Although understanding and treatment options have improved dramatically over the past few decades, there is still much we simply don’t know. If we could unlock the causes of the disease we would be much better equipped to prevent it.
One theory about the cause of depression deals with a person’s cognitive style.
Negative belief systems about self, the world, and future could impact the way we interpret life events and ultimately underlie the development of depression. Studies have shown negative cognitive style is associated with current and future episodes of depression.
Based on this theory, cognitive behaviour therapy does include cognitive style as one of its target areas. Although we may not be able to remove stress and negative experiences from our lives, we could potentially change our interpretation of these events.
But where do we get our cognitive style in the first place? Studies have shown there are likely genetic and environmental influences and there has been speculation about the role of maternal modeling on the way our thinking patterns develop throughout our lives, although studies of this have been inconsistent so far.

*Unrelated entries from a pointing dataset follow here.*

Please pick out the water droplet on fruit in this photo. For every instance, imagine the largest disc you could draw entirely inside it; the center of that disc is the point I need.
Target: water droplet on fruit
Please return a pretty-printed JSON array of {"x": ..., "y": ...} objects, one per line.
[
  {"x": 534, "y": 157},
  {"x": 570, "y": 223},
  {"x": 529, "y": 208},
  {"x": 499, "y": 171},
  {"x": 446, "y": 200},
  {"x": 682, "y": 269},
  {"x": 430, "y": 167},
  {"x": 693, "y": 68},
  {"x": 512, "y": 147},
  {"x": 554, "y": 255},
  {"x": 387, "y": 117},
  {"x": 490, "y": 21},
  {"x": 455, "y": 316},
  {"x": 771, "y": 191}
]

One study published this year in the American Journal of Psychiatry took a closer look at the maternal/offspring connection when it comes to cognitive style. Results showed a positive association between maternal and offspring cognitive styles. Using data from 4,000 mothers in the UK, researchers investigated maternal cognitive style during their pregnancy as well as the cognitive style of their children at age 18.
Perhaps it’s not surprising to imagine that the way our mothers thought or interpreted events could have impacted the way we do. For genetic and environmental reasons it makes sense. What the correlation suggests is that if we can help mothers to improve their cognitive style, it could be helpful to both mother and child in the long run.
This study is interesting but raises as many questions as it answers. It is by no means conclusive evidence that it is the mother’s behaviour, as opposed to her genetics, that gives rise to the negative cognitive style.
Unfortunately, this type of research is very expensive and since there are no medications involved there is lack of industry funding for such research.
For mothers, just one more thing to add to the new-parent preparation handbook—improve your thought habits and you could potentially prevent your children from developing depression when they become adults.